Vip Call Girls Noida ➡️ Delhi ➡️ 9999965857 No Advance 24HRS Live
 
why an Opensea Clone Script might be your perfect match.pdf
why an Opensea Clone Script might be your perfect match.pdfwhy an Opensea Clone Script might be your perfect match.pdf
why an Opensea Clone Script might be your perfect match.pdf
 
TECUNIQUE: Success Stories: IT Service provider
TECUNIQUE: Success Stories: IT Service providerTECUNIQUE: Success Stories: IT Service provider
TECUNIQUE: Success Stories: IT Service provider
 
Right Money Management App For Your Financial Goals
Right Money Management App For Your Financial GoalsRight Money Management App For Your Financial Goals
Right Money Management App For Your Financial Goals
 
Optimizing AI for immediate response in Smart CCTV
Optimizing AI for immediate response in Smart CCTVOptimizing AI for immediate response in Smart CCTV
Optimizing AI for immediate response in Smart CCTV
 
The Ultimate Test Automation Guide_ Best Practices and Tips.pdf
The Ultimate Test Automation Guide_ Best Practices and Tips.pdfThe Ultimate Test Automation Guide_ Best Practices and Tips.pdf
The Ultimate Test Automation Guide_ Best Practices and Tips.pdf
 
DNT_Corporate presentation know about us
DNT_Corporate presentation know about usDNT_Corporate presentation know about us
DNT_Corporate presentation know about us
 
Reassessing the Bedrock of Clinical Function Models: An Examination of Large ...
Reassessing the Bedrock of Clinical Function Models: An Examination of Large ...Reassessing the Bedrock of Clinical Function Models: An Examination of Large ...

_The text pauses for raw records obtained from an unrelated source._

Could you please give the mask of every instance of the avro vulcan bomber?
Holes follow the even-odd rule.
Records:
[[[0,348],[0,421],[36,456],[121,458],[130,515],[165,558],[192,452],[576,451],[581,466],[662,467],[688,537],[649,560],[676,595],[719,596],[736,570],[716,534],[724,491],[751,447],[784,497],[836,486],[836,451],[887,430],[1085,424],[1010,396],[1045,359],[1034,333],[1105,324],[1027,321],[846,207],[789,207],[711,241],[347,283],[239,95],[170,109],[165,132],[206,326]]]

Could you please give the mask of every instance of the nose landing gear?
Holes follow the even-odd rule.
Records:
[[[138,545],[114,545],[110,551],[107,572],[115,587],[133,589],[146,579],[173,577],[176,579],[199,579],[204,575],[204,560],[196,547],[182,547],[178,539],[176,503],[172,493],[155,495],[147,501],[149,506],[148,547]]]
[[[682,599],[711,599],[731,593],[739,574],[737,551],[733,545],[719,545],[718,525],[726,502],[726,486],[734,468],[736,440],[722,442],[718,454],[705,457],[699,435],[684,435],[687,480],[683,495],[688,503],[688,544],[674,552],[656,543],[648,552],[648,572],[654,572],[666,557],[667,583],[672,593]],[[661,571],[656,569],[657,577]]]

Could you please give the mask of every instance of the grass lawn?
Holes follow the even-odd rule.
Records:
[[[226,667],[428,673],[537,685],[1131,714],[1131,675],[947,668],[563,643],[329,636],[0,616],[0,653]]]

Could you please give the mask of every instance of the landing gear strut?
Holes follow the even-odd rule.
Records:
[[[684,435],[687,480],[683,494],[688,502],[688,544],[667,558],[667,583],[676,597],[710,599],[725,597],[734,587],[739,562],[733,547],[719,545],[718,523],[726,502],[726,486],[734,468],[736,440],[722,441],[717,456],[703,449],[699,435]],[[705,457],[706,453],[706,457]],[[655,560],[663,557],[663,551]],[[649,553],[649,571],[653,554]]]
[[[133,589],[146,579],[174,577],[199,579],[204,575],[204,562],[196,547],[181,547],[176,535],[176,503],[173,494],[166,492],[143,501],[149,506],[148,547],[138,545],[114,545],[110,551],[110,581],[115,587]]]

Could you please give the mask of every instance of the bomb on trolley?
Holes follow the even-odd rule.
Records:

Reassessing the Bedrock of Clinical Function Models: An Examination of Large ...
 
How To Use Server-Side Rendering with Nuxt.js
How To Use Server-Side Rendering with Nuxt.jsHow To Use Server-Side Rendering with Nuxt.js
How To Use Server-Side Rendering with Nuxt.js
 
Unveiling the Tech Salsa of LAMs with Janus in Real-Time Applications
Unveiling the Tech Salsa of LAMs with Janus in Real-Time ApplicationsUnveiling the Tech Salsa of LAMs with Janus in Real-Time Applications
Unveiling the Tech Salsa of LAMs with Janus in Real-Time Applications
 
Salesforce Certified Field Service Consultant
Salesforce Certified Field Service ConsultantSalesforce Certified Field Service Consultant
Salesforce Certified Field Service Consultant
 
Learn the Fundamentals of XCUITest Framework_ A Beginner's Guide.pdf
Learn the Fundamentals of XCUITest Framework_ A Beginner's Guide.pdfLearn the Fundamentals of XCUITest Framework_ A Beginner's Guide.pdf
Learn the Fundamentals of XCUITest Framework_ A Beginner's Guide.pdf
 
Steps To Getting Up And Running Quickly With MyTimeClock Employee Scheduling ...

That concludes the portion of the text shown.